Cocker left school by the age of thirteen, at his own request, and started work in his father’s business; at twenty-three he went to the accounts department of Glasgow’s Daily Record, and continued to work for that paper and the Evening News for over fifty years. In 1914 he enlisted in the 9th HLI (the Glasgow Highlanders). Transferred to the Royal Scots in 1915, he was taken prisoner at the beginning of the Passchendaele offensive and incarcerated at Enger, near Minden; a handful of his poems deal with the conflict, though not directly with his captivity. They were difficult years for Cocker as he lost two brothers in the war, and both of his parents died around that time. But he returned to Glasgow, and to his former job at The Daily Record.
In 1929 Cocker married Margaret Davids Paterson; the couple were both in their mid-40s and had no children. They lived in Belmont Street in Hillhead, where they were remembered as ‘nice kind douce folk’. When asked for biographical information, Cocker replied that his life was not very exciting (he had a reputation as being a very modest, unassuming man). His literary output during that apparently dull life was large: seven books of poetry, a dozen plays, short stories, and several local history books. Cocker also served as drama critic of the Daily Record for over twenty years. He retired at 74 when the Evening News ceased publication, and died in Glasgow in 1970, at the age of 87.
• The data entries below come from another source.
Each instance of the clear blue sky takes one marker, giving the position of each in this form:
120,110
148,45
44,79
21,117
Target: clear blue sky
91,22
Newspapers were the first arena for the publication of his poems, as well as The Scots Magazine and the volumes of the Glasgow Ballad Club. Cocker wrote in the Scots he knew from childhood, depicting rural life in Strathendrick in the years between the two world wars with a humour that endeared the poems to the reading public. He also re-told biblical legends and historical stories, many of which became popular recitation pieces, the best-known being ‘The Deluge’. The few poems written during and about the war are, as he himself said, some of his best in English, and have been included in several war anthologies. ‘The Sniper’ proclaims two of the truths of all wars – that killing is easier from a distance, and that all human life has the same value: ‘Fritz, the merry, is no more. / (Or shall we call him Jack? It’s all the same.)’ ‘The Phantom Platoon’ illustrates what is probably a third truth: the unbearable guilt of the survivor.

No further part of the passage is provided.